The castle is located in a rural property, four kilometres (4 km) from the centre of Braga, on an ample property encircled by wall and dense vegetation.

The four-storey structure and its spaces are a mixture of popular styles and materials, using a diverse palette of styles. Isolated, the spaces have specific aesthetics, connected using bridging elements (materials and decorative themes). From the analysis of the constructive details, one can descern the importance that image had in its construction. The windows are wood or iron, or still, executed with both materials, making it difficult to determine whether their treatment was part of the building's construction or if they were part of the architectural design of the architect Korrodi. In contrast, the roof tiles are signed by the designer, while their colour (green) integrates into the landscape, something the rest of the building refuse to do.

The surrounding forest, includes several exotic species (such as the medicinal plant Pau Santo, Brazilian almond and pine trees), in addition to various national species (like palm, eyucalyptus, maple, wild pine, chestnut, Portuguese cedar, camellia, Mimosa), with pedestrian trails. Also, the site includes a small lake with grotto, that includes fake stalagtities following the Romantic-style, attempting to mimic the medieval era. The space is the logical consequence of a romantic attitude that aimed to emulate the medieval, in pursuit of a language of national purity, as well as emulating nature, preferring the 'woodland' to the geometrical Baroque garden.

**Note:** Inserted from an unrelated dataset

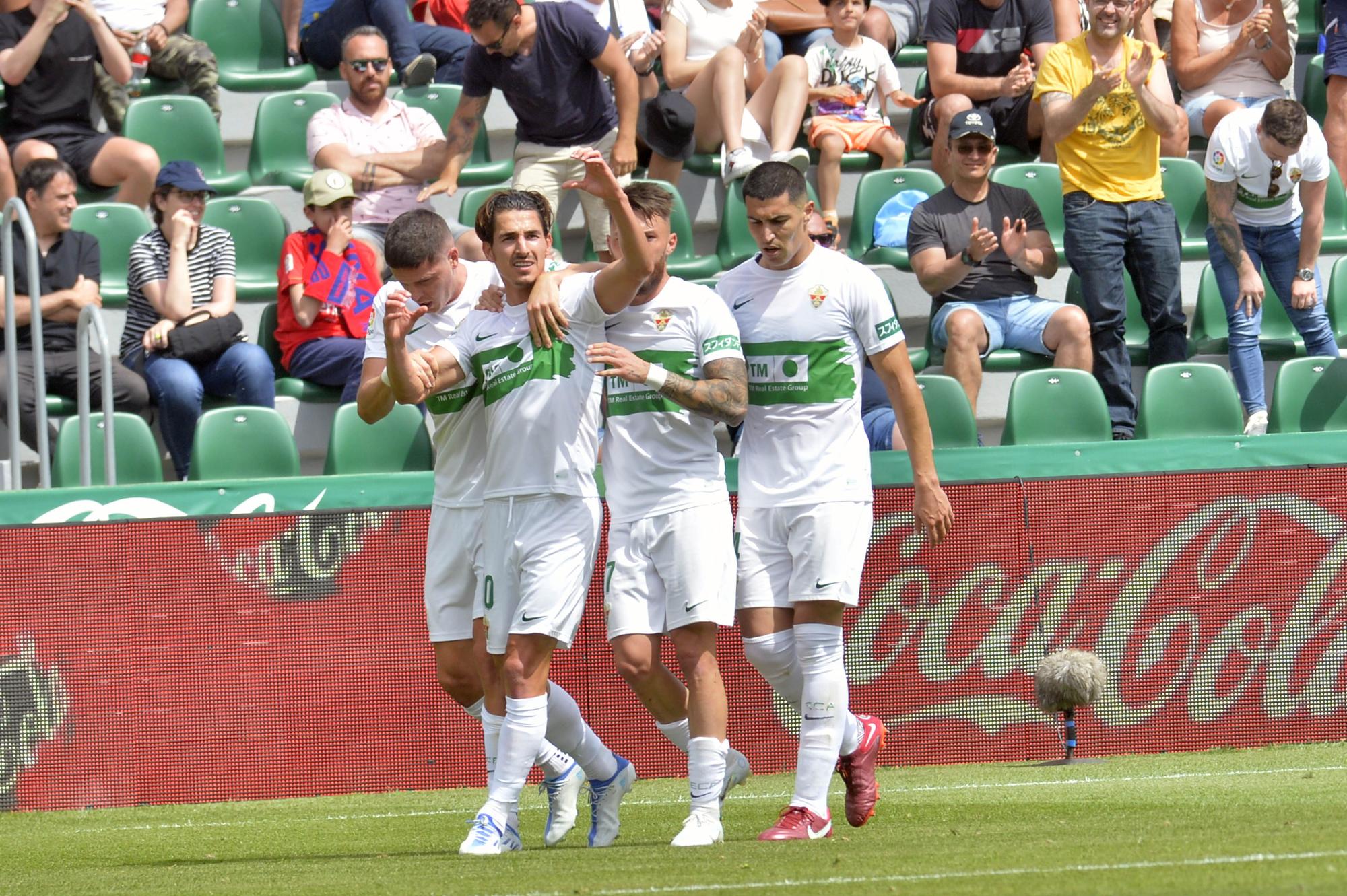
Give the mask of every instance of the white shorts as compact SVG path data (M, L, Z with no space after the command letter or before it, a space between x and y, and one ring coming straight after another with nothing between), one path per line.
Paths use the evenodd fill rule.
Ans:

Although the structure shows a few solutions that differ from the Korrodi original design, this "evolution" marked "...a persistence of taste, that permitted the materialization of the Korrodi's Habitação Nobre ideal, which were referenced in the Neo-Gothic elements. In fact, the residence has influences from not only the Founders' Chapel in Batalha, but also mixed elements from Art Nouveau, Renaissance and Romanesque.